Leslie Parra, Babson College (Olin)
“You do not have to know what you want to do the minute you get to school. I was unsure what I wanted to do until I participated in case competitions in each major offered in the business school. Doing this gave me a broad idea of the content of work in each different area, and I think it is a great way to rule out certain majors you may not want to pursue and dive deeper into areas that interest you.”
Paul Chamesian, Rutgers Business School (New Brunswick)
3) Stop Comparing Yourself To Others: “Your journey is simply that – yours! Over the years, I have struggled with my goals not coming to fruition as quickly as others. Being in this mindset has led to a lot of unnecessary stress and extra phone calls home to my parents. Have confidence in yourself, work hard, and the pieces will fall into place as they are meant to be.”
Katie Schuchman, University of Pittsburgh (Katz)
“Never compare yourself to someone else! I know it’s hard not to in the moment when you hear of someone landing a really impressive internship or full-time job, but everyone has their own professional journey. You are not them, and everything will work out in the end.”
Anders Larsen, University of Wisconsin
4) Embrace Life: “Never self-select yourself! This is advice I stand by and give to my peers as I help mentor them throughout college. Entering college, especially business school, students will meet with many opportunities to succeed and grow as professionals. However, you will never realize those opportunities if you don’t push yourself and give yourself a chance. No matter how “selective” an application, school, program or conference might be, you will never get there if you don’t try. I’ve used this advice throughout business school and surprisingly ended up in the most selective spaces across the globe. I was selected as a Forbes 30 Under 30 Scholar, I participated in a week-long summer program at Harvard Business School, and I eventually landed a job at McKinsey. To my freshman self, these opportunities might have seemed unattainable. However, each had one thing in common; they all started with me putting myself out there, no matter the odds.”

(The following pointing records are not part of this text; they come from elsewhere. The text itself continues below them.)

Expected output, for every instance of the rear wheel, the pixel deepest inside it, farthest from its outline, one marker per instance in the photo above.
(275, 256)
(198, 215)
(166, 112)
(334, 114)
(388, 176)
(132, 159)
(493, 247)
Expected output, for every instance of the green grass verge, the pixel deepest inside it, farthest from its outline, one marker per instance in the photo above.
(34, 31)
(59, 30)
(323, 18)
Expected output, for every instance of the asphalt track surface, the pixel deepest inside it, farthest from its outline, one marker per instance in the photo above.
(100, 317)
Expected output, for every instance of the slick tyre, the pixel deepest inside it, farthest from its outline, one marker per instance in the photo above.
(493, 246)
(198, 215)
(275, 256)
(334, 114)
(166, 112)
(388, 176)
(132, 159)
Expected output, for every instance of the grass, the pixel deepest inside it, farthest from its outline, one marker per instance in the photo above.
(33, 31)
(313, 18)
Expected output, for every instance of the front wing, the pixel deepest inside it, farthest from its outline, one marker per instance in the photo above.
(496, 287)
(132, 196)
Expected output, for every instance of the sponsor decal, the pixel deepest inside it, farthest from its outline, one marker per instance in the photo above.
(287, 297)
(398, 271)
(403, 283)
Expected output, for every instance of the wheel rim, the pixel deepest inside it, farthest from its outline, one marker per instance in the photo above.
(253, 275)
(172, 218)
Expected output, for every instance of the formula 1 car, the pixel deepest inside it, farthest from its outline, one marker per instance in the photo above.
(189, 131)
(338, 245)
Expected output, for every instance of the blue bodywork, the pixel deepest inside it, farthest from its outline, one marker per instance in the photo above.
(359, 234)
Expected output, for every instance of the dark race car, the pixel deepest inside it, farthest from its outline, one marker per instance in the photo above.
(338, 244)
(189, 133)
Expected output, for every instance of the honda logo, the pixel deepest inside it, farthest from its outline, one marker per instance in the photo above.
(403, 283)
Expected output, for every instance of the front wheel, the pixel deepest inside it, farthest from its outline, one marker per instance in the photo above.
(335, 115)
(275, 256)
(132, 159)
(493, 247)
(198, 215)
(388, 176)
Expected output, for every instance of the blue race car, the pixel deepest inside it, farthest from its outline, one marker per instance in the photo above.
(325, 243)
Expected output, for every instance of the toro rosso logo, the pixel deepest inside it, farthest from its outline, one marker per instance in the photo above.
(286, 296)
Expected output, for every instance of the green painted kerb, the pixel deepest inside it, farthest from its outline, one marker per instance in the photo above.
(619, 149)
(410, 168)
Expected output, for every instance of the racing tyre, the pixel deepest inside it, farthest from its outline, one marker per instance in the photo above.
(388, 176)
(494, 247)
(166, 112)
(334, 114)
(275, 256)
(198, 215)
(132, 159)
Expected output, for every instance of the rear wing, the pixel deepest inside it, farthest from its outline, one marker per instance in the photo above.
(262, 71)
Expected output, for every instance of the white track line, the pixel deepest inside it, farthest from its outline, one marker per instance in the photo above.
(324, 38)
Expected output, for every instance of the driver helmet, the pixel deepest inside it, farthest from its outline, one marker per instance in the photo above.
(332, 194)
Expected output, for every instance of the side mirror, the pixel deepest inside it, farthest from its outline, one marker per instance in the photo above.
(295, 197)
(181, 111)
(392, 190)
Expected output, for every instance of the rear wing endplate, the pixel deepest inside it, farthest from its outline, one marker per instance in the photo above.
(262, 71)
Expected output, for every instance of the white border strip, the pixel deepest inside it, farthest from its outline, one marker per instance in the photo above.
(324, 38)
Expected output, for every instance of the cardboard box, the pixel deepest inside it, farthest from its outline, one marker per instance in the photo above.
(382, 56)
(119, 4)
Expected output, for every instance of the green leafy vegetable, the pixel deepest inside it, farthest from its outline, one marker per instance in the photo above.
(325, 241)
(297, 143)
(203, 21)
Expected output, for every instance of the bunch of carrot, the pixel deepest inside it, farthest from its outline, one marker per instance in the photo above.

Jada Haynes, Indiana University (Kelley)
“My advice is to be flexible and open to new ideas and opportunities. Four years ago, I would have never guessed I’d be going into a career in finance. Don’t be afraid to get involved and try new things. Your value proposition in business is a direct function of the experiences you’ve had. Finally, enjoy the process. It’s easy to become so focused on your next goal that you miss the great experiences you have in front of you.”
Samuel Jacobson, Southern Methodist University (Cox)
“This is your time to take risks and do things that not everyone around you is doing. If you attempt to do anything substantial, you will eventually stumble. It will be a little uncomfortable at first, but if you embrace that discomfort, and allow yourself to grow from it, you will reach much higher than you ever thought you could.”